Wall heat conduction example#

This example creates and simulates stationary heat conduction through a wall with two materials. It utilizes the geometric Nodes, which enables visualizing the network using VPython or ParaView. The case uses only one dimension (x-axis), so each y and z delta value is set to 1. Currently, sphinx-gallery (which is used to create the examples html pages) don’t let you manually add figures to the example, so you need to run the code yourself to see the result.
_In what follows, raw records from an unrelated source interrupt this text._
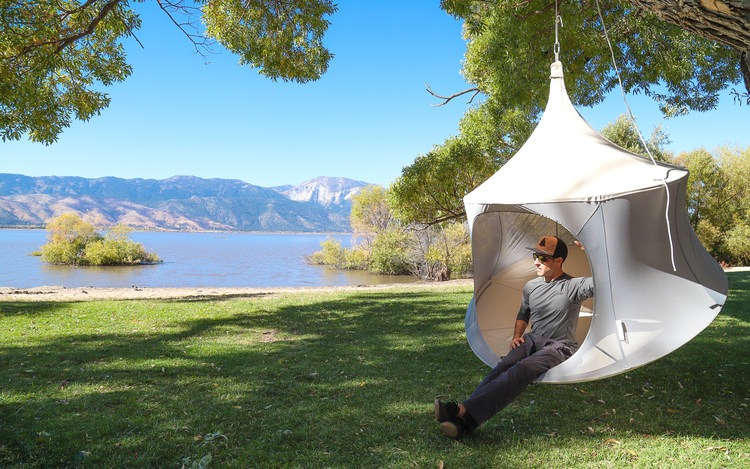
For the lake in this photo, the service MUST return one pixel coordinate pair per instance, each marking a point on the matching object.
(217, 259)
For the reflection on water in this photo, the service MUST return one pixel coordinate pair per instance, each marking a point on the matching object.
(190, 260)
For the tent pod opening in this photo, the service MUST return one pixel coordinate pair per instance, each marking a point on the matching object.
(656, 287)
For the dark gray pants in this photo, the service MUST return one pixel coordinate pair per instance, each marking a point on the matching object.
(513, 374)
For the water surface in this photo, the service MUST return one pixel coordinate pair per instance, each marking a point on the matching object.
(190, 260)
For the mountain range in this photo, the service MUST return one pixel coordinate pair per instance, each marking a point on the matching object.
(185, 203)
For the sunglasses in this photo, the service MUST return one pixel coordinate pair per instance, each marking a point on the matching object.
(541, 257)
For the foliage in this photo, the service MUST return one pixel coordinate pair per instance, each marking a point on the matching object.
(325, 379)
(510, 47)
(334, 255)
(387, 246)
(56, 57)
(431, 189)
(623, 132)
(441, 252)
(67, 239)
(72, 241)
(389, 252)
(282, 39)
(718, 200)
(370, 213)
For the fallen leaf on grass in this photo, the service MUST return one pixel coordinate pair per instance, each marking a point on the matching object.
(723, 449)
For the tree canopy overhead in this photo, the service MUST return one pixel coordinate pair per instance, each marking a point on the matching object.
(57, 56)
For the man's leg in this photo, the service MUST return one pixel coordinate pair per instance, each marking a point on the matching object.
(496, 393)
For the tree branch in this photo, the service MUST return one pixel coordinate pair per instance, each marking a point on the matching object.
(447, 99)
(108, 7)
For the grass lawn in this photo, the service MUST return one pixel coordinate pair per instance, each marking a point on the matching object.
(341, 379)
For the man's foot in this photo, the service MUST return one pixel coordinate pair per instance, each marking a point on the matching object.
(445, 411)
(455, 428)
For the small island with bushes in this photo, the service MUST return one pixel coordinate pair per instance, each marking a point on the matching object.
(72, 241)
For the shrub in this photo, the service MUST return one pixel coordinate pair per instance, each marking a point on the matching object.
(71, 241)
(390, 252)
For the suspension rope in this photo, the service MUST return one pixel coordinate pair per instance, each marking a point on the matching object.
(635, 124)
(558, 21)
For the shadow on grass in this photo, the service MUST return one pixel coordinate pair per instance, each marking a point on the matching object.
(319, 380)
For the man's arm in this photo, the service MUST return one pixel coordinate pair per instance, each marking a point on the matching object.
(518, 333)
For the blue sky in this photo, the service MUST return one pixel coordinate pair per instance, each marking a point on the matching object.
(365, 119)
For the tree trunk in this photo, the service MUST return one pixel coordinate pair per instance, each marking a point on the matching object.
(724, 21)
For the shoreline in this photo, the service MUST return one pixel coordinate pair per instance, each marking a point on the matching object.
(65, 294)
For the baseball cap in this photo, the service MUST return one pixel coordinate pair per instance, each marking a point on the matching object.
(551, 246)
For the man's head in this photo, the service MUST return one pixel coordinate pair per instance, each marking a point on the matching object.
(549, 254)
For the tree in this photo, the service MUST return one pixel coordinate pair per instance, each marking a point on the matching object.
(370, 212)
(718, 201)
(56, 56)
(624, 133)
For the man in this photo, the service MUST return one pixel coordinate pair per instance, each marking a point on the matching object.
(551, 303)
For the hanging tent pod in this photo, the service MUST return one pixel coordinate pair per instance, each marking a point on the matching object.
(655, 285)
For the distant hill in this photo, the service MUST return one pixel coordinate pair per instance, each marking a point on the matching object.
(179, 203)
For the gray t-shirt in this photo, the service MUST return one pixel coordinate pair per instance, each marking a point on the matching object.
(552, 308)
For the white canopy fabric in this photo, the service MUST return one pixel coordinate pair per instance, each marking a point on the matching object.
(656, 287)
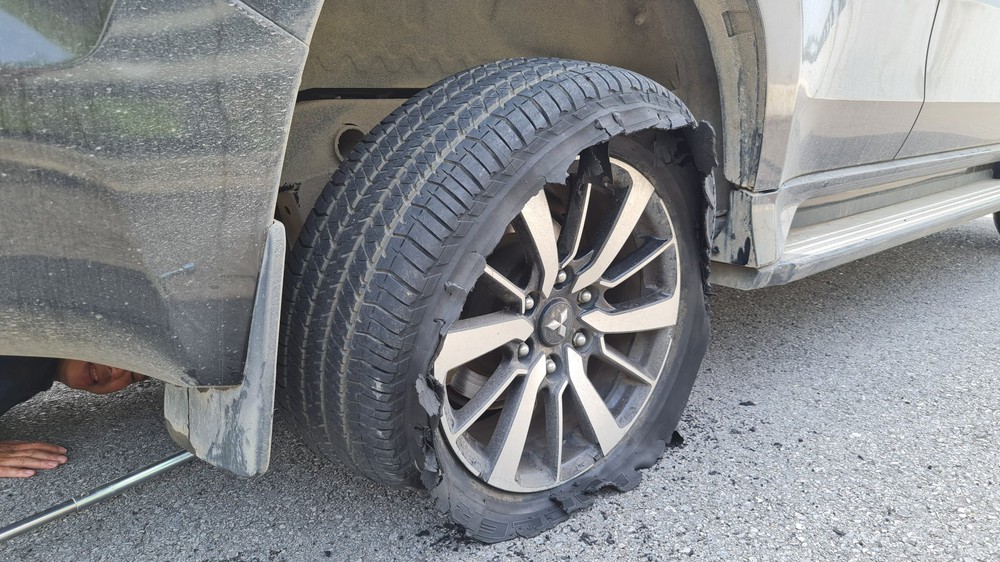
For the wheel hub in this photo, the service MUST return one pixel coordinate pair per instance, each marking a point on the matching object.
(561, 342)
(555, 325)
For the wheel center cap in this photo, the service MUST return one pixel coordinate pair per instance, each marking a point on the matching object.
(554, 325)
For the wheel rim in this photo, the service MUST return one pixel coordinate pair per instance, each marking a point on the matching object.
(561, 343)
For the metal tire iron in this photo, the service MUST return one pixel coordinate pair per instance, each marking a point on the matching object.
(94, 496)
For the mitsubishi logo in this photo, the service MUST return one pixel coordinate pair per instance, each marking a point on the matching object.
(554, 322)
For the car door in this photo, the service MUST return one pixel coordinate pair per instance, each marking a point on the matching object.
(962, 106)
(847, 89)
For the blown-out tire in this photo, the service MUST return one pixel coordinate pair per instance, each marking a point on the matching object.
(501, 292)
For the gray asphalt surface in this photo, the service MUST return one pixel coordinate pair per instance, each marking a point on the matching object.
(851, 415)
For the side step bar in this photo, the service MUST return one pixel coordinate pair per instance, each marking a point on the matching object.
(814, 248)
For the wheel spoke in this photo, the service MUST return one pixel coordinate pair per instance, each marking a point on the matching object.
(504, 287)
(652, 249)
(470, 338)
(597, 417)
(537, 220)
(655, 314)
(507, 443)
(576, 218)
(617, 231)
(554, 428)
(623, 363)
(485, 397)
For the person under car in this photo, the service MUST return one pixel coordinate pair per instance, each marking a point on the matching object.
(21, 378)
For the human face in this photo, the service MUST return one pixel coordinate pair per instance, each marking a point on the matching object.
(99, 379)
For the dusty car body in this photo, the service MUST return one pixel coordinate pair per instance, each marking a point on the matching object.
(147, 148)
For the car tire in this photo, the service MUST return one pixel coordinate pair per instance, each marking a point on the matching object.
(500, 293)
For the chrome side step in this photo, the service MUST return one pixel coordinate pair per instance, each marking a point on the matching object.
(814, 248)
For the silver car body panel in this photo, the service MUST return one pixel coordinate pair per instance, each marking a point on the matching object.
(843, 87)
(847, 133)
(155, 160)
(963, 80)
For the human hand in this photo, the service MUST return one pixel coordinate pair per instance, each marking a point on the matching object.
(20, 459)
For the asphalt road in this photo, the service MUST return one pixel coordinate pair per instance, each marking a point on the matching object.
(851, 415)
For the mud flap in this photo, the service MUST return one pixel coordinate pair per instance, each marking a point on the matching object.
(230, 427)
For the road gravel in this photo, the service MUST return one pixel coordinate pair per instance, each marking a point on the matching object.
(853, 415)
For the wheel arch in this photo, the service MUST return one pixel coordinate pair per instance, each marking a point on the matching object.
(708, 52)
# sphinx_gallery_tags = ["network","solving","build", "stationary", "geometric"]
# sphinx_gallery_thumbnail_path = "_static/examples/wall_heat_conduction.svg"

import os.path

from pyrc import FluidBoundaryConditionCell, Node, connect_cells_with_resistors, RCNetwork, Cell
from pyrc.core.materials import SandLimeBrick, EPS032
from pyrc.visualization.plot import LinePlot

Create the boundary conditions#

One warm, one cold. The position of the cold boundary condition is adjusted later on.

bc_warm = FluidBoundaryConditionCell(20, position=(-0.5, 0, 0), delta=(1, 1, 1), heat_transfer_coefficient=5)
bc_cold = FluidBoundaryConditionCell(-4, position=(1, 0, 0), delta=(1, 1, 1), heat_transfer_coefficient=8)

Create the wall out of two materials#

The Wall is made of sand lime brick with 240 mm width and some heat insulation (ESP032) with 150 mm width. Each material gets two nodes per 10 mm. Because the grid is returned in a three dimensional array, we flatten it before filling it in the capacitors list.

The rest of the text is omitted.